The EPIC Foundation supports all persons living with invisible chronic illness, including all mental illness. Oftentimes, these patients feel misunderstood by others, even the medical and therapist communities, because they LOOK healthy but they have issues specific to them that are difficult to address such as PTSD. Yet, you seem to continue to provide immense support to all of your clients. What is the motivation behind such a compassionate approach to your patients who are marginalized?


As a Black individual in America, I empathize with those who are seen as less-than and those who are not seen. It is through empathy that we can really come to support people with invisible chronic illness.


As therapists, we’re tasked to go beneath the surface. This requires really taking the time to see and hear people. I know that I have been in a position where I have wanted to be heard, and I hope to provide that opportunity to the people I work with.


What drives your passion for your work?


I have always wanted to help people in some way shape or form. I also enjoy talking to people and hearing their life’s story. I also believe that in life, we all deserve to win in our personal struggles, and seeing people achieve their goals and overcome their personal obstacles is extremely rewarding.


Can you tell us some background information about you? Your back story? Your own journey that led you to now and to your profession?


I was born and raised in Evanston, and was brought up in a Haitian household. My parents were firm, but fair, and they raised me and my brother in a supportive Seventh-Day Adventist Haitian-American community, which I became deeply involved in. I completed k-12 in Evanston, and went to college at the University of Illinois at Chicago where I earned a Bachelor of Arts in Psychology (class of 2012).


It was at UIC where I began to recognize my interest in psychology and human development and relationships.

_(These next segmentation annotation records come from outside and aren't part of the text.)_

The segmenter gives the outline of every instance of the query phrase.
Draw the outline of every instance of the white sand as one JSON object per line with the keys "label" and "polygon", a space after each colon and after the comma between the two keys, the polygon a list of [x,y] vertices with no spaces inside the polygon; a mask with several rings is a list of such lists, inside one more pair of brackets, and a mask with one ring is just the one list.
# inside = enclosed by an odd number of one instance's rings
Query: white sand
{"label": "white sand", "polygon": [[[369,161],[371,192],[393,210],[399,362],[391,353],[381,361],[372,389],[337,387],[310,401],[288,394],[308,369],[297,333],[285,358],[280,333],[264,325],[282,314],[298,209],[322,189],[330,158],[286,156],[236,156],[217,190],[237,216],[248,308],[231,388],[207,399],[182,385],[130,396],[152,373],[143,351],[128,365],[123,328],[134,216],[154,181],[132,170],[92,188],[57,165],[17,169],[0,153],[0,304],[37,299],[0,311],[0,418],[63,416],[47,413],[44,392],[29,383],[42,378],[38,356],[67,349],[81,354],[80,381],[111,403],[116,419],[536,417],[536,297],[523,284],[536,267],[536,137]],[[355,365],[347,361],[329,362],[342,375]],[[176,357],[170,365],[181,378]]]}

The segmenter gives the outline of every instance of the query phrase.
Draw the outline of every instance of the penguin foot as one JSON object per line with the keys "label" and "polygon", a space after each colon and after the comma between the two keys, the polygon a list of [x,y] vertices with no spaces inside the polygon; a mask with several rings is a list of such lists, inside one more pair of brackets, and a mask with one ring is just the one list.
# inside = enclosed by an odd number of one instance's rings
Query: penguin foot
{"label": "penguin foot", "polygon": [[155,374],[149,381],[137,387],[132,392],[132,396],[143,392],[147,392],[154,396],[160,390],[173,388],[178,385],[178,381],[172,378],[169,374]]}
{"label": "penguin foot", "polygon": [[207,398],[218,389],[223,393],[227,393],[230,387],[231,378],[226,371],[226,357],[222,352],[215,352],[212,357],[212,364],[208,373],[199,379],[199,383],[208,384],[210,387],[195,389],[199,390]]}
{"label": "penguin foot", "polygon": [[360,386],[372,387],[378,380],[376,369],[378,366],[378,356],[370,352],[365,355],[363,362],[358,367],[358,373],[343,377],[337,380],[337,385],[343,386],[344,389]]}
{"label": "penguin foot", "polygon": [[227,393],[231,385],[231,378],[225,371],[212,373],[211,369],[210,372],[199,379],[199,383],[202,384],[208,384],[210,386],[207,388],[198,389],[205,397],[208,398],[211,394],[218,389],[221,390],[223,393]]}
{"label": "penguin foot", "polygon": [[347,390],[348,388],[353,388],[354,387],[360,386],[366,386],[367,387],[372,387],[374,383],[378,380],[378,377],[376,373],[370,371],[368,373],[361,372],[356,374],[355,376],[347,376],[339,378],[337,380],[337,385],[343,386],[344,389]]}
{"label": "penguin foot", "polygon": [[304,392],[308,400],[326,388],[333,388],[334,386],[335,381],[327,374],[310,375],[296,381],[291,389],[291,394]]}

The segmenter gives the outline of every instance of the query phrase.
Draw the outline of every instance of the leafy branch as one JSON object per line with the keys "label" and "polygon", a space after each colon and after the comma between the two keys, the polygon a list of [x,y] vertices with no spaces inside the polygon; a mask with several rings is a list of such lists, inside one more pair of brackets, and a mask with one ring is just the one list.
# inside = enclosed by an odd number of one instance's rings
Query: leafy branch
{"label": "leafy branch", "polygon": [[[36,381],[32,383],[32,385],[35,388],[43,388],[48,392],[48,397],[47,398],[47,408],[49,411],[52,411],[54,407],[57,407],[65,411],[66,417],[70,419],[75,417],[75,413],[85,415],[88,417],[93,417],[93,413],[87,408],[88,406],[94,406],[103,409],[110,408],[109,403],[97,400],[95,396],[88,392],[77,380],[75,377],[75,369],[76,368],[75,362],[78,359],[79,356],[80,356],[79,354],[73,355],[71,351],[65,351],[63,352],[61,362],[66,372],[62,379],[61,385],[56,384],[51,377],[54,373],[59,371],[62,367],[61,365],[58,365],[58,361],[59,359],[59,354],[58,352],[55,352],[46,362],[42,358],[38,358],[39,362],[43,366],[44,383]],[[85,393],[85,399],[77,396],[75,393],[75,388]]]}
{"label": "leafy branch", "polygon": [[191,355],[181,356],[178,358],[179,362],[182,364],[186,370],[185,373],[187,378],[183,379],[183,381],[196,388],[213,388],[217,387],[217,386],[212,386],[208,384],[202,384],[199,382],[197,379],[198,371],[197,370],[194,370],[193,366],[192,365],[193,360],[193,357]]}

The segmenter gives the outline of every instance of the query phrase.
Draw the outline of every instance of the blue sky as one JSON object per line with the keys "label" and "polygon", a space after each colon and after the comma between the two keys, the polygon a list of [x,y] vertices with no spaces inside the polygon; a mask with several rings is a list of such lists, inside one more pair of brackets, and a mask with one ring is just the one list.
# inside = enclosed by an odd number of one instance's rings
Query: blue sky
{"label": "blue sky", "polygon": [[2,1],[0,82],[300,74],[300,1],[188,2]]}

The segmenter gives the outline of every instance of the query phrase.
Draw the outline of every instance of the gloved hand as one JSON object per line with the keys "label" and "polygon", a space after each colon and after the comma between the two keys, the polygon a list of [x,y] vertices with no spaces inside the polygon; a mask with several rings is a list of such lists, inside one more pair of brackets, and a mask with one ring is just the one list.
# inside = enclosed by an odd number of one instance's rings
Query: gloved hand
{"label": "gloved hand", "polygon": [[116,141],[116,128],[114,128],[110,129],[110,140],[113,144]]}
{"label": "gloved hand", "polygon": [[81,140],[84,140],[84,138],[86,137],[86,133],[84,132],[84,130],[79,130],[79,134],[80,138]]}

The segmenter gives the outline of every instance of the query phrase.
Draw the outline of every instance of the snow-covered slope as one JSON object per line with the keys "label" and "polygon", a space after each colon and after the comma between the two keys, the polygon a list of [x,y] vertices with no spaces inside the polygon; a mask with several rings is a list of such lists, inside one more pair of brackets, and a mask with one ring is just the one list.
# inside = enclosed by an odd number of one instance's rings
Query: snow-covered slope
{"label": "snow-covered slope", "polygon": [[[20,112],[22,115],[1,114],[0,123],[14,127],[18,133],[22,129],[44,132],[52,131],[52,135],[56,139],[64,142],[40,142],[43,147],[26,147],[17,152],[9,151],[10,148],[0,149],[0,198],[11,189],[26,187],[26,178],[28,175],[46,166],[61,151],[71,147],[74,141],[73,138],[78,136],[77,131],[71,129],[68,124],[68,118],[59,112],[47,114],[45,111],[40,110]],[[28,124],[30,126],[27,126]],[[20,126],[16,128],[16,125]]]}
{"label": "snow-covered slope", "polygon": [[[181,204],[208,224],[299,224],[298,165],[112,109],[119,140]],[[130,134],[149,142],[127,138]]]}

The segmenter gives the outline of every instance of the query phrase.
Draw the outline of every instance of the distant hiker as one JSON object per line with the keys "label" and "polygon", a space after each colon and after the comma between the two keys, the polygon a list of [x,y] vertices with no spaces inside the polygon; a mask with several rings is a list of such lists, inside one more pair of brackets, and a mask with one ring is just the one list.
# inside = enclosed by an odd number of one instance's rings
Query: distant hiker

Following my graduation, I worked with Y.O.U. for about two years. I was then accepted at Chatham University in the Master of Science in Counseling Psychology program. 

I moved to Pittsburgh, PA to attend graduate school while working with children with autism, and graduated in 2016. I worked for two years in Family Based Mental Health at Unity Family Services, and then switched lanes to work with Pittsburgh Mercy Behavioral Health in their School Based program. During this time I had earned my license as a professional counselor.


After working in community based programs for some time, I transitioned into private practice work as an independent contractor with the Counseling and Wellness Center of Pittsburgh. It is where I currently work.


Do you feel that the populations of patients who seek your help are underdiagnosed or misdiagnosed? How do you see your role in terms of finally helping these patients? 


I believe many Black and African Americans are underdiagnosed and/or misdiagnosed, and this has been due to the unfortunate lack of Black clinicians and therapists of color within this field. 


I see my role as being one of many Black pioneers in mental health, an advocate for marginalized groups in the healthcare system overall, and a resource for psycho education and de-stigmatization in the Black/African-American community.  


Finally, is there anything that I have not asked that you want the world to know?


I tend to operate from the Cognitive Behavioral and Solution Focused schools of thought, though I do tend to sometimes use Dialectical Behavioral interventions. When I work with couples, I tend to refer to Gottman’s methods.


We are so proud to honor Henry Ternier at The EPIC Foundation! Together, we are EPIC!